Turkey plans to capture Iran’s territory by inciting Iranian Azeri separatists
Turkish President Recep Tayyip Erdogan set off a diplomatic row between Iran and Turkey during his recent visit to Baku.
Turkish President Recep Tayyip Erdogan set off a diplomatic row between Iran and Turkey during his visit (December 10) to Baku to attend a military parade of Azerbaijani forces after reclaiming some areas of disputed Nagorno-Karabakh in November. He recited a controversial poem referring to the Aras River. The poem said “They separated the Aras River and filled it with rocks and rods. I will not be separated from you. They have separated us forcibly.” The river is said to be a symbol of what some Iranian Azeri separatists call the separation of Iranian Azerbaijan from The Republic of Azerbaijan. Erdogan’s intent behind the move is clearly to incite the Iranian Azeri separatists causing much of worries for Iranian leaderships.
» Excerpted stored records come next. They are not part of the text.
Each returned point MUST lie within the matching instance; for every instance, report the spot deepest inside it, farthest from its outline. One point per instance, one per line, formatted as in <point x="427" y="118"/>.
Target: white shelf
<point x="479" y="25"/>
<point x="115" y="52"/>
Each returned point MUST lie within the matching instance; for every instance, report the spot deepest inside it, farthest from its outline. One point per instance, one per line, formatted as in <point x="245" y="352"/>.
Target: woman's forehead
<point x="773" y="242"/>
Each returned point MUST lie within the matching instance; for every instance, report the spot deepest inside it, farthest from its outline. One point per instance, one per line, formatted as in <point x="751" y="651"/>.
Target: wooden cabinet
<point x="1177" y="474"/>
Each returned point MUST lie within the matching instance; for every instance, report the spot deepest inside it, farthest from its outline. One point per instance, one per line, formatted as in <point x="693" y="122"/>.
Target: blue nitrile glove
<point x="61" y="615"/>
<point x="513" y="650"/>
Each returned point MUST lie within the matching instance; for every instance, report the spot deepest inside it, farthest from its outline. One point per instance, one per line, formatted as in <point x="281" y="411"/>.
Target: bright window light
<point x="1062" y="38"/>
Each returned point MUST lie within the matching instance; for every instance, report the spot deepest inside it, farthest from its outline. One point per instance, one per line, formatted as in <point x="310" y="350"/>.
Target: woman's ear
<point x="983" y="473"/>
Already having brutally trodden the sovereignty of Nagorno-Karabakh, Turkey is now hawking for other possible prey in the region to exploit Erdogan's expansionism. Iran is a suitable case for Turkey's devilish plans given its oil and gas riches and a considerable population of Azeri people in the country provides an opportunity for Turkey to execute its diplomacy there. Though the ethnic Azeri populace is in minority in Iran, many of them are in key positions. The Supreme Leader Ayatollah Ali Khamenei is himself an ethnic Azeri. Thus, successfully inciting the Azeri people towards separatism would be devastating for Iran.
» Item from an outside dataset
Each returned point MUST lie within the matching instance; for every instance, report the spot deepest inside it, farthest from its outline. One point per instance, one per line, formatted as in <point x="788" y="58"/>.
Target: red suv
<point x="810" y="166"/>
Aras River starts in Turkey and then flows along the borders between Turkey and Armenia (including Nagorno-Karabakh), between Turkey and the Nakhchivan area of Azerbaijan, between Iran and both Azerbaijan and Armenia, and finally through Azerbaijan to the Kura River. The Aras gained significance as a geographic political Boundary after World War-l. It serves as the border between Russia and Iran, continental demarcation between Europe and Asia as well as separates the Republic of Azerbaijan from the two ethnic-Azeri Turk majority of Iranian provinces of Ardabil and East Azerbaijan.
Erdogan’s move may be seen as a soft tactic towards his expansionistic approach. While reciting the poem Erdogan had said that Aras will sing stronger, those singing the Karabakh, Shikeste will breathe stronger, in reference to a traditional Azeri song. Through reciting the controversial poem Erdogan endorsed the idea of forcible separation of areas north of Aras from Iranian motherland and thus undermining the sovereignty of Iran.
Iran’s concerns that the Armenia-Azerbaijan conflict would eventually spill over inside its borders is actually finding ground after Erdogan’s remarks. During the Nagorno-Karabak war in 1994, Iranian leaders had faced immense pressure as some Azeri leaders were gearing up to start a movement for the creation of a greater Azerbaijan which included the East and West Azerbaijan provinces of Iran. This had also caused Iran to take a pro-Armenian stance in the war then, despite initially supporting Azerbaijan after its formation. Erdogan is now trying to bring in such Azeri separatist leaders into play for eventually gaining control over the Azerbaijani areas of Iran.
Turkey's plans to settle some radical Takfiri Syrian elements in the reclaimed areas of Nagorno-Karabakh also suggest that Turkey wants to create disturbances in the region for the expansion of Erdogan’s Neo Ottomanism. Moreover, the reclamation of the areas of Nagorno- Karabakh by Azerbaijan was overtly facilitated by military assistance from Turkey, elevating Iran's security concerns given Nagorno-Karabakh’s close proximity to Iran as well as Erdogan’s expansionistic ideology.
Iran has taken strong exception to the poem recited by Erdogan. Foreign Ministry summoned (December 11) Turkey's Ambassador to Iran over the remarks. Erdogan’s poem has sparked outrage on social media platforms in Iran, with many Iranian users on social media warning about the Turkish leader's “Neo-Ottomanism” ambitions against Iranian territorial integrity. Some current and former Iranian officials also warned about Turkish “expansionism.”
On the contrary, Turkish leaders and officials have been openly defending Erdogan, Foreign Minister Mevlut Cavusoglu held a telephonic conversation with his Iranian counterpart Javed Zarif and notwithstanding that Erdogan’s poem was against the sovereignty of a country. Cavusoglu stated that remarks targeting President Erdogan was unacceptable.
Such unimpeded behavior of Turkey will eventually provide it an encouragement it to expand the domain of its expansionism in the region. In the given situation, Russia would need to play an active and explicit role to safeguard the geo-politics of the region, whereas, international bodies needs to take cognizance of Turkey’s unilateralism and make viable efforts to keep its expansionistic approach in check.